Jason Hall: Well, it's strange. Because the story for XPO for the better part of the past decade was the management team was building a business, was acquiring disparate pieces of the logistics industry, shipping industry, to try to build something that some of its parts should be worth more, and it's paid off. It's certainly paid off for investors.
Lou Whiteman: Yeah. Thirteen hundred percent return in a 10-year period.
Jason Hall: Here we are, the message the past almost a year now, has been break it up. It's like break up the 27 Yankees here. I do have this murderer's row business that there's these calls at the differences that you have people looking at, my assumption, as you have these calls, because people want that short term pop. Because like you said, that conglomerate discount, because it's a little more complicated so each of the separate businesses stand-alone. When you have a clear line of sight, it's easier to say, well this is worth this, that is worth that. But when you have 10 of them and you put them together, maybe be a little bit less clear.
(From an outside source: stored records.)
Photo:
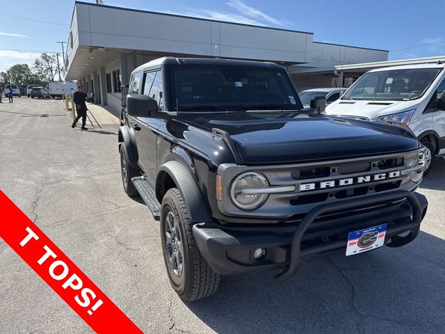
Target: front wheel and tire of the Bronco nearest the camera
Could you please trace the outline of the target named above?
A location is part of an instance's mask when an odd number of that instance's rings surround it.
[[[176,188],[169,189],[161,206],[161,246],[170,285],[184,301],[211,296],[221,277],[202,257],[192,228],[181,193]]]

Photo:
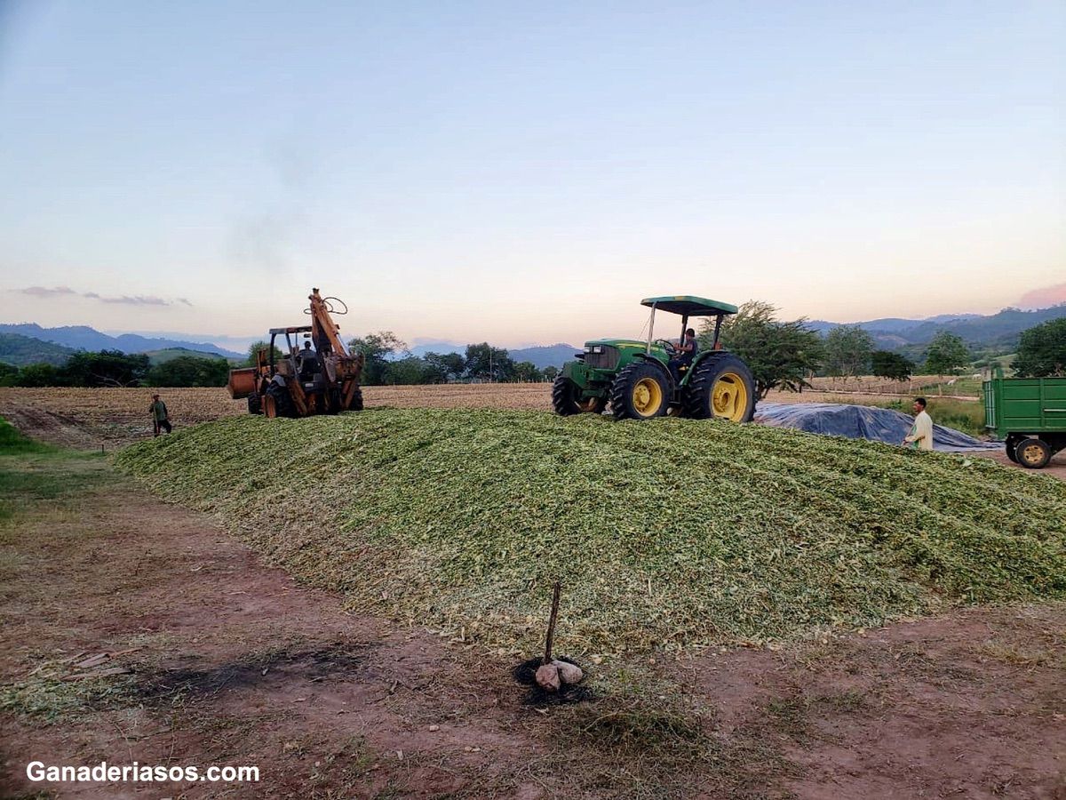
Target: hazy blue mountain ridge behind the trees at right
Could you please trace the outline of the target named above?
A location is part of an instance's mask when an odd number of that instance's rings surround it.
[[[940,331],[949,331],[960,336],[970,347],[1011,350],[1017,346],[1018,336],[1022,331],[1060,317],[1066,317],[1066,303],[1036,311],[1004,308],[988,316],[942,314],[928,319],[915,320],[893,317],[854,324],[869,331],[878,347],[889,350],[926,345]],[[813,320],[809,324],[825,335],[843,323]]]

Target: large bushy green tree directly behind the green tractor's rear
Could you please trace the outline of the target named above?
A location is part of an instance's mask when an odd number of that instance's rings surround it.
[[[801,390],[822,357],[822,340],[807,327],[806,319],[781,322],[776,314],[770,303],[752,300],[722,325],[723,346],[750,368],[760,399],[778,387]],[[700,347],[711,347],[713,338],[714,322],[707,319],[700,327]]]

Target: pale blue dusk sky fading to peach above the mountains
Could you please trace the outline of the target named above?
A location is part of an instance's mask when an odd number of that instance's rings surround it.
[[[632,336],[1066,301],[1066,4],[0,0],[0,322]]]

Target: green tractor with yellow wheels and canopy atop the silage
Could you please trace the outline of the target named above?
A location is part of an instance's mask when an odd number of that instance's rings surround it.
[[[747,422],[755,414],[755,380],[738,356],[722,350],[722,320],[737,306],[692,297],[647,298],[651,308],[647,341],[596,339],[577,361],[563,365],[551,401],[556,414],[601,414],[608,403],[615,419],[650,419],[663,414]],[[681,338],[692,317],[714,317],[714,341],[691,362],[675,345],[656,339],[656,311],[681,316]]]

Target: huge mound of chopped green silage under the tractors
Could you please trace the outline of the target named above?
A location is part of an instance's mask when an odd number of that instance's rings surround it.
[[[1066,597],[1066,484],[759,426],[537,412],[238,417],[119,465],[353,608],[568,653],[871,626]]]

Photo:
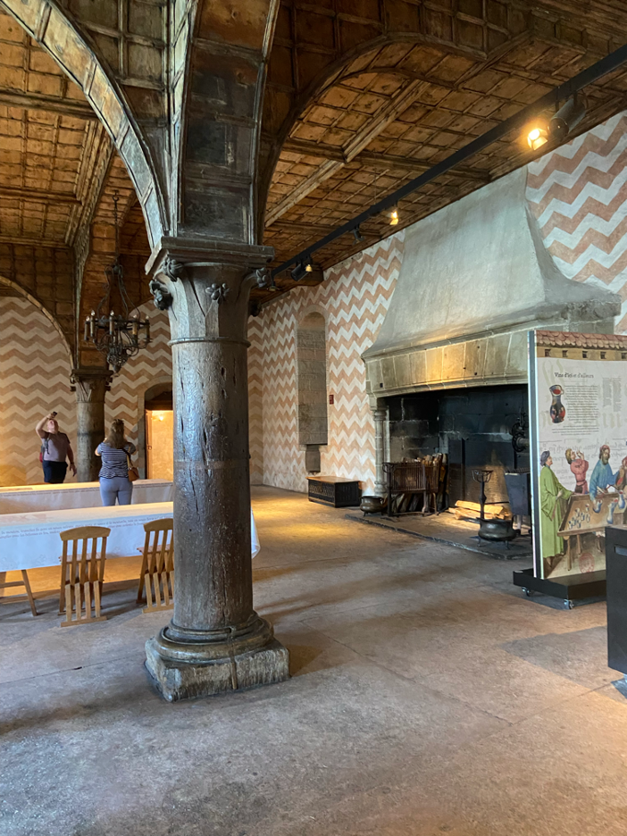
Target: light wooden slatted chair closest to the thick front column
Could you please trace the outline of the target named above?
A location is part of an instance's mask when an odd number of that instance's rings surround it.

Lou Whiteman: It's interesting to say that too, because this what this management team does. Brad Jacobs first build a Waste roll up. He built a rentals roll up, and now he's doing this. Yet, this was $100 million sale company, a decade and a half ago. I'm hoping, one day we're going to have them on a podcast and we can argue these in person, but the CEO is ruthlessly dedicated to shareholder value, you may say. A lot of times companies get in trouble if they're too sentimental about the empire they've built. In a way, I want to respect the fact that he's saying "the market says this isn't as valuable as I think it is, so I'm looking at options." But in a way, as a long-term holder, as someone who is looking well past this next quarter, I would be very content and actually prefer if they just keep it together and see if it plays out the way I think it will, and I think the way they think it should. I have mixed feelings about the breakup. But definitely I think Wall Street would love to see it and definitely you're going to see a pop. I think they've got a lot of people's hopes up when those stock was halted today.